From the Tampa Tribune...
Plant Pests To Get A Taste Of Their Own Medicine
By ANDRIY R. PAZUNIAK, The Tampa Tribune
Published: June 30, 2007
ODESSA - In the moist, quiet air of a Hillsborough County forest Friday, a small army of tiny warriors flew from their base and set out to save some of Florida's most cherished plants.
Their mission: penetrate deep into enemy territory and eat their way out.
A team of University of Florida researchers unleashed 56 parasitic flies into Lake Rogers Park on Friday to ward off the infestation of the Mexican bromeliad weevil, a type of beetle that has been wreaking havoc on the native bromeliad population of southern Florida since 1989.
Weevil larvae bury themselves in the bromeliads and eat the plants to death before they have a chance to flower and release their seeds, putting future plant generations at risk.
Researchers are hoping the flies will do the same to the weevils.
The plan is for the fly larvae to lodge in the weevil larvae and eat them alive, killing the weevils before they can kill the bromeliads.
'It's like that scene in the first 'Alien' movie,' Ronald Cave, a UF entomologist who led the research effort with his colleague Howard Frank, said after releasing the flies into the wild.
Results May Be Seen In Months
Cave said he hopes to see tangible results within a couple of months but conceded his team would be 'real lucky' if the flies act that quickly.
'They won't last much longer,' said Frank, staring up at a tree with dead bromeliads hanging from it.
First spotted in Fort Lauderdale in 1989, the weevil made its debut at Lake Rogers in May. Barely a month later, numerous patches of tree-hanging bromeliads have dried up and died throughout the park as a result of the weevil infestation.
In Myakka River State Park in Sarasota, approximately 80 percent of the bromeliad population has been wiped out since the weevils first appeared, said Teresa Cooper, a UF graduate student working with Cave and Frank on the project.
The team hopes to unleash more flies in other weevil-infested trouble spots in coming weeks, including Broward, Palm Beach and Collier counties. The team must wait for permits to be approved.
The introduction of an insect into the ecological system does not concern researchers, Cave said, because the flies feast solely on the beetle's larvae.
'Our research indicates it will not attack any other insects, any other animals, and will not attack plants,' Cave said.
Cave discovered the fly species in the mountain forests of Honduras in 1993 and named it after his colleague, Frank. The official name of the fly is 'Lixadmontia Franki.'
'He didn't think it'd be a good idea to name it after his wife,' Frank said.

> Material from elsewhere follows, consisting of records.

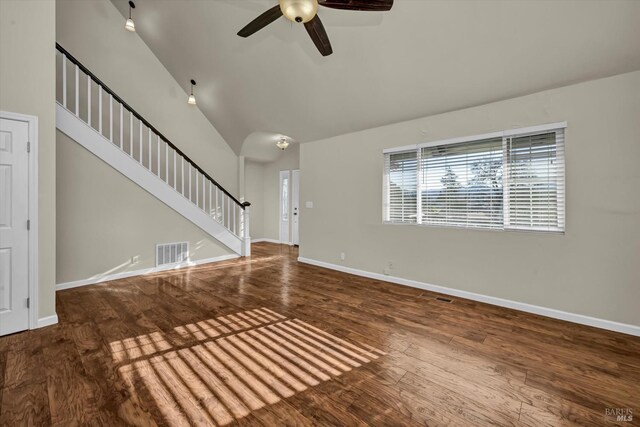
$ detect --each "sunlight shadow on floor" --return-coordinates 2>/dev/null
[110,307,385,425]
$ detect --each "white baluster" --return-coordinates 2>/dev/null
[209,181,212,216]
[220,193,225,226]
[157,135,161,179]
[120,104,124,150]
[214,185,220,222]
[109,94,113,142]
[62,53,67,108]
[75,64,80,117]
[226,195,231,229]
[231,201,238,234]
[242,206,251,256]
[98,85,102,135]
[87,74,91,126]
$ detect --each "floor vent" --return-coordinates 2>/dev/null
[156,242,189,267]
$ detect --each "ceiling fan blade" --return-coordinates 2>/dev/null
[318,0,393,12]
[238,5,282,37]
[304,15,333,56]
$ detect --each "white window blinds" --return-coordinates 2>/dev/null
[420,138,503,228]
[383,123,566,232]
[384,150,418,222]
[505,130,564,231]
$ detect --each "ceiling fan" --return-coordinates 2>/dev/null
[238,0,393,56]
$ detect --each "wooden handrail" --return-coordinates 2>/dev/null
[56,42,245,210]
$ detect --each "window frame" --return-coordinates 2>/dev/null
[382,121,567,234]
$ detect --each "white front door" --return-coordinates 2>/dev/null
[0,119,29,335]
[291,170,300,245]
[280,171,291,243]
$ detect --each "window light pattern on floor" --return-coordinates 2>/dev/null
[111,308,386,425]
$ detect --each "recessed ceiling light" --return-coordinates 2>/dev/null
[124,1,136,32]
[276,137,289,151]
[187,79,196,105]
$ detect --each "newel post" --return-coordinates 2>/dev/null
[242,202,251,256]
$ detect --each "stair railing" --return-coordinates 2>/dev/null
[56,43,250,244]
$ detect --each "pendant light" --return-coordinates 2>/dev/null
[187,79,196,105]
[276,137,289,151]
[124,1,136,32]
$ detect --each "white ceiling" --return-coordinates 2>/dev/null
[112,0,640,153]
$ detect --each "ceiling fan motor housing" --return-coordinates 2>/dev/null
[280,0,318,23]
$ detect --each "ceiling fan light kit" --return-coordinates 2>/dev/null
[238,0,393,56]
[280,0,318,24]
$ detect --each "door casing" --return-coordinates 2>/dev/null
[0,111,39,329]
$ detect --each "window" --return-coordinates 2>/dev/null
[384,123,566,232]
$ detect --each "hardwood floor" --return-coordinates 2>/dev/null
[0,243,640,426]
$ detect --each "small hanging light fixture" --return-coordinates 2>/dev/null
[187,79,196,105]
[124,1,136,32]
[276,136,289,151]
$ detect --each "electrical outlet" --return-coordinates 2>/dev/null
[383,261,393,276]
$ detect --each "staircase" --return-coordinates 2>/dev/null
[56,44,251,256]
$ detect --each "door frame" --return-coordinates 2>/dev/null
[278,170,291,245]
[0,110,39,329]
[289,169,300,246]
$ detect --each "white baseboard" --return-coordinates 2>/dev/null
[36,314,58,328]
[251,237,290,245]
[56,254,240,291]
[298,257,640,336]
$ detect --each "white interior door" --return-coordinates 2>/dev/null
[291,170,300,245]
[280,171,291,243]
[0,119,29,335]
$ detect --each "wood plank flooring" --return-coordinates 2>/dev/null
[0,243,640,427]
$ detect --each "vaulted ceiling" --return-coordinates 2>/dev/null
[112,0,640,153]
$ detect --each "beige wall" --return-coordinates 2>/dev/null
[245,144,300,240]
[52,0,238,196]
[57,131,232,283]
[244,160,264,239]
[0,0,56,318]
[300,71,640,325]
[56,0,239,283]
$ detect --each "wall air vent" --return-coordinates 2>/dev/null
[156,242,189,267]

Cave and Frank brought the species to Florida and worked to create new generations at the UF Biological Control Research and Containment Laboratory in Fort Pierce.
Progress To Be Checked In 6 Weeks
Friday's release was the first of an organism reared at the facility, which opened in 2004.
Though elimination of the weevil would be ideal, Frank said the team is trying to remain realistic.
'We just hope to reduce the population so it's no longer a significant ecological pest,' Frank said.
Cooper will return to the Lake Rogers site in six weeks to check on the flies' progress.